血槽空了 – xue3 cao2 kong1 le
血槽 was once the word for the blood groove or fuller on a knife. In the era of fighting games and MMORPGs, it became the name for a player’s health bar, that ubiquitous indicator of how much health you have left in a game. 血槽空了 is a common warning in games, alerting players that they’re low on health; they may then ask their teammates for a 补血, or a heal (“restore blood”).
These two exclamations are now used primarily by people who have been overwhelmed by cuteness, love, or other #feelings. It’s the equivalent of the English internet slang “I’m dead”—or at least the way it’s used on Tumblr, to signify dying from laughter or being killed by cuteness. In the post above from the Chinese microblogging service Weibo, a user writes: “Crying, my health gauge is almost empty, these starry-eyed boys are too gorgeous.”
“Running an unauthorized plug-in”
开挂 (an abbreviation for 开外挂) – kai1 gua4
开挂 or 开外挂 is the act of running an illegal plug-in on a game, either for practical usability purposes (translating an interface into Chinese) or to cheat (faking in-game presence to accumulate more virtual currency, or even packet modification to make a character move faster in an online game). Outside of gaming, it has become an expression of disbelief, as well as an adjective to mean exaggerated or enhanced. In English, you might say that a particularly beautiful sunset looks Photoshopped; in Chinese, you’d say it was running an illegal game plug-in.

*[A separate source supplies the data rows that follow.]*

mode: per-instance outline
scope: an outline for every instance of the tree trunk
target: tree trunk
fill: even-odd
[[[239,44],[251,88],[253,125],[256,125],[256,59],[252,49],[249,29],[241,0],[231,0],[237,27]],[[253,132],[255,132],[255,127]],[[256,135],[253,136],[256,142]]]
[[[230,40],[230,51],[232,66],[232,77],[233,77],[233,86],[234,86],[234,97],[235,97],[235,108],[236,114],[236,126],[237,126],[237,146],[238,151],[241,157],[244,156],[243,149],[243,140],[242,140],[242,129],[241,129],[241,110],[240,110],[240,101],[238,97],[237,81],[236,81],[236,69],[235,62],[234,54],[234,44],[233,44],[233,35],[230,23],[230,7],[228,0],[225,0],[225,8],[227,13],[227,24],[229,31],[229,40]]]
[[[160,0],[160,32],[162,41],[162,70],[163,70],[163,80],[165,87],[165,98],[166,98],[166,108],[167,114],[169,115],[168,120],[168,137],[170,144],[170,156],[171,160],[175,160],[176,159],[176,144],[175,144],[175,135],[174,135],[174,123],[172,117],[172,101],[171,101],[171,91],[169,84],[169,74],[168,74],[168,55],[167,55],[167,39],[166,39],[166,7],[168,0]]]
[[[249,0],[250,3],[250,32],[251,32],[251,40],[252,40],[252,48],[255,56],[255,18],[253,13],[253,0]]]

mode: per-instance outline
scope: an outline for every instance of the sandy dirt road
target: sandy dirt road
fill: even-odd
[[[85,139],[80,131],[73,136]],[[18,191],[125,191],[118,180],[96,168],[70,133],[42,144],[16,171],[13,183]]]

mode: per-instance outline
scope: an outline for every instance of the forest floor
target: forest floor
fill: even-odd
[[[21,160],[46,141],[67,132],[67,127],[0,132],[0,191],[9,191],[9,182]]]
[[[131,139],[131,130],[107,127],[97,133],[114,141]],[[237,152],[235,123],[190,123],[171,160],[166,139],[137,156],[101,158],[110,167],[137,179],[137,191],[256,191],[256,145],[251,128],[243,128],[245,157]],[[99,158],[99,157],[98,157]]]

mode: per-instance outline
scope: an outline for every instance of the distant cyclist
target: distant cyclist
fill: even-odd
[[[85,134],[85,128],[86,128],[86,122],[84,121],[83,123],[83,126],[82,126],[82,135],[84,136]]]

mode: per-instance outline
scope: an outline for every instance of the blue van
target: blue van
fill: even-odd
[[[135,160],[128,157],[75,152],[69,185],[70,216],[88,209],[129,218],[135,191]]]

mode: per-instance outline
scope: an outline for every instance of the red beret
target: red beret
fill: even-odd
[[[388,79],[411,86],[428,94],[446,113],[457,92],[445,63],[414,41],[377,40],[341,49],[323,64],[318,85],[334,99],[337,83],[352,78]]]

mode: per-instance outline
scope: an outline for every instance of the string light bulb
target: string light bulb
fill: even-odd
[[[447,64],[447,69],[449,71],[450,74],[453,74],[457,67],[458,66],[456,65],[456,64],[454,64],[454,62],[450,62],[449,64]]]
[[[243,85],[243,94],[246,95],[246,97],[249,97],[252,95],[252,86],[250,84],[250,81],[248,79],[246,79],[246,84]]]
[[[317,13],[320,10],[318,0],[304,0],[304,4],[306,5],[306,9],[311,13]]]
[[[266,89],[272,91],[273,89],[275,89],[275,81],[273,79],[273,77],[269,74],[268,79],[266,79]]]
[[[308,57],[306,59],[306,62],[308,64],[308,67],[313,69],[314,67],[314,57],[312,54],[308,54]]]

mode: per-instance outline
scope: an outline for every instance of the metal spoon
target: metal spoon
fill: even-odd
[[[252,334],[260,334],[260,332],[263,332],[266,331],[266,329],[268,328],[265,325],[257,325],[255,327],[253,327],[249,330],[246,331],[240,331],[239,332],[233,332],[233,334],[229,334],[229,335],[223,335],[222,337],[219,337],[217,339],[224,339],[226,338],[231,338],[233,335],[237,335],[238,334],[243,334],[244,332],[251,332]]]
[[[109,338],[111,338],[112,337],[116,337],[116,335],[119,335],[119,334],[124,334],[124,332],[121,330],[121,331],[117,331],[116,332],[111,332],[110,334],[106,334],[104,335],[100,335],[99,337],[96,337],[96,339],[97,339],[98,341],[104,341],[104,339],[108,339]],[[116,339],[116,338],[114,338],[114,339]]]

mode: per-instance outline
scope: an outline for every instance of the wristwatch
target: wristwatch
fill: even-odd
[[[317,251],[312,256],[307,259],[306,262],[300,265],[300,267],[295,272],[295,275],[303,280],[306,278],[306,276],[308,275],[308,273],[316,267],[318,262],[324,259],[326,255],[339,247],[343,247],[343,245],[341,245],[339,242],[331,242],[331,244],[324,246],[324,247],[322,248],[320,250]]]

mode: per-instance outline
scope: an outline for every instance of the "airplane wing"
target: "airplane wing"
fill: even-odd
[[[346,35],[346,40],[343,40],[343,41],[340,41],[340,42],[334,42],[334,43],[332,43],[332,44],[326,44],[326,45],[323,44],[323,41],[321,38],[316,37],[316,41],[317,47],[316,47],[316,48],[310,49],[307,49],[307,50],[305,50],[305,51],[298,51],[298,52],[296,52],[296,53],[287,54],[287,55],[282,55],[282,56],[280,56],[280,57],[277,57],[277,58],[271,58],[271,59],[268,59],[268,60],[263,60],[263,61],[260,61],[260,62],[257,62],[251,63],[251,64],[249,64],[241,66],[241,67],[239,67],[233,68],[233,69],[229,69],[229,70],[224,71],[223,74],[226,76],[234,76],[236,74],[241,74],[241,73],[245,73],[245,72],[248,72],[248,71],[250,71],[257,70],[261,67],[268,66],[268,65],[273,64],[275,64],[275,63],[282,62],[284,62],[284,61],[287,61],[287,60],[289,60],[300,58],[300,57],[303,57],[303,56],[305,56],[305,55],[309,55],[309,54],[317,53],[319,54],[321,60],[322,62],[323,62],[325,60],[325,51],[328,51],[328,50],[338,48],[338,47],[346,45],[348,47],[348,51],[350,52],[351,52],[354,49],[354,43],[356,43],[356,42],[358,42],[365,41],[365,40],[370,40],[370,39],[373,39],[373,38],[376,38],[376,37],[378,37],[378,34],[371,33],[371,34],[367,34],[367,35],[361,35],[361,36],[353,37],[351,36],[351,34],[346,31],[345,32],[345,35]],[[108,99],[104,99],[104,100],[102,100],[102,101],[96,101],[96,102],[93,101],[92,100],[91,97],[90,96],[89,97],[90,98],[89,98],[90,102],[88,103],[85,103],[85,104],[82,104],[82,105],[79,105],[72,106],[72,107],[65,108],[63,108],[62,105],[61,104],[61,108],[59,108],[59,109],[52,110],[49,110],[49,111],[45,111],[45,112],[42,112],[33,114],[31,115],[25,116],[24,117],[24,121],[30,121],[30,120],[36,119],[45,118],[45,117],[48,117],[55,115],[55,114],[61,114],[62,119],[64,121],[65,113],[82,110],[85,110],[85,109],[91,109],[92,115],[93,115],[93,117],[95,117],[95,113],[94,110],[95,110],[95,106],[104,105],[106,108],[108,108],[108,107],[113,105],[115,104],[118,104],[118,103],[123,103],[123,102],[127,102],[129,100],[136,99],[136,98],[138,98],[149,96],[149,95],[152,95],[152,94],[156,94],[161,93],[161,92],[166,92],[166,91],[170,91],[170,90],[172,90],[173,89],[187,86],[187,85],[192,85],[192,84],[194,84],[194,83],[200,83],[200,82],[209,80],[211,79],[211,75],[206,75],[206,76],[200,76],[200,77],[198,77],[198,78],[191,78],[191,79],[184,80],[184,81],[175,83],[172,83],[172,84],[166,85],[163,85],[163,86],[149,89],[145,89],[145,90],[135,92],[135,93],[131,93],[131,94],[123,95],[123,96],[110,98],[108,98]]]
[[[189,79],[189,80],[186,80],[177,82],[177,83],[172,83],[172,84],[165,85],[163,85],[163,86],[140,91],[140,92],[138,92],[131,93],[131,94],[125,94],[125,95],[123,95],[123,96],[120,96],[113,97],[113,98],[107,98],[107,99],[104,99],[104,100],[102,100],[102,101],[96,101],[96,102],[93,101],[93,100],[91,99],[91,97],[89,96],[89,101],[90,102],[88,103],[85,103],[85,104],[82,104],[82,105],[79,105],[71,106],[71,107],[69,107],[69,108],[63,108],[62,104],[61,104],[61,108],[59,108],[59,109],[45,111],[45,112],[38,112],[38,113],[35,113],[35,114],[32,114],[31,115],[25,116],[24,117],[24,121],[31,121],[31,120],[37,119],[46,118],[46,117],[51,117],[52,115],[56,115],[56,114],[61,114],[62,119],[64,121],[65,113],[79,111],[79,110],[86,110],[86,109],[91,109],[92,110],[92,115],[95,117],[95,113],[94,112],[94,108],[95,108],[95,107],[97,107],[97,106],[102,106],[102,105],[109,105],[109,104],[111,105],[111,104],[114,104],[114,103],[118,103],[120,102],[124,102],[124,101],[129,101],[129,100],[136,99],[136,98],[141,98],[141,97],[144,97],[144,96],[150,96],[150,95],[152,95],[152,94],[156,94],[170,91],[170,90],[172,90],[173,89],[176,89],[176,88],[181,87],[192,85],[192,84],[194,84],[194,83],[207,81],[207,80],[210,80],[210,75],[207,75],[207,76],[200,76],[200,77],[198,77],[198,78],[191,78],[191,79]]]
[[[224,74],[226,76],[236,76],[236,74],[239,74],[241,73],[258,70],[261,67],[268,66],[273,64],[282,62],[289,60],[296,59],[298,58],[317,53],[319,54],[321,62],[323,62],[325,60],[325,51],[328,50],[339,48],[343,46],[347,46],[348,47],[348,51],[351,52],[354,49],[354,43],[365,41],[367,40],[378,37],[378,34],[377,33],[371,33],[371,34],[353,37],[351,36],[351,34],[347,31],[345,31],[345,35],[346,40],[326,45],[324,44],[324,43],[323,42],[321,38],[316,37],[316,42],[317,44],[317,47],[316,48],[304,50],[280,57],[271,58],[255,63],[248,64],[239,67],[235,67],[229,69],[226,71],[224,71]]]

“Live-action Counter-Strike”
真人CS – zhen1 ren2 CS
Counter-Strike, a hugely popular first-person shooter that started off as a mod of Half-Life, debuted in the US in 1999. It found its way to China not long afterwards and became immensely popular at internet cafes, which then functioned naturally as always-on LAN parties.
At around the same time, recreational sports like paintball, laser tag, and a painful-sounding BB gun variant were just starting to take off in China. Lacking an easy explanation for the appeal of these new hobbies, their proponents decided to latch on to the exploding popularity of Counter-Strike and refer to all three simply as “Live-action Counter-Strike.” The name stuck: here it is listed amidst other “rest and recreation” activities on Dianping, the most popular Chinese review app.
“Second-kill”
秒杀 – miao3 sha1
In MMORPGs, “second-kill” is the act of instantaneously defeating an enemy through overwhelming force in online MMORPGs. But around 2009, e-commerce vendors adopted the term to describe a type of flash sale where a small number of items are dramatically reduced in price and then snatched up in an instant. It’s now an activity taken so seriously by its practitioners (“0.01 seconds can be the difference between success and failure,” warns the start of one tutorial) that it may as well be reclassified as an eSport. The term is now so popular, people often abbreviate it to just 秒, used as a verb.
“Full Blood Resurrection”
满血复活 – man2 xue3 fu4 huo2
Originally a term that meant respawn—an action in in an online game where the player’s character is resurrected and restored to full health, the phrase is now used to mean “recover” in a general sense. Remember the adorable, giant inflatable duck in Hong Kong that deflated in Victoria Harbor? Chinese newspapers celebrated its “full blood resurrection” when it was restored to its happy, floating self.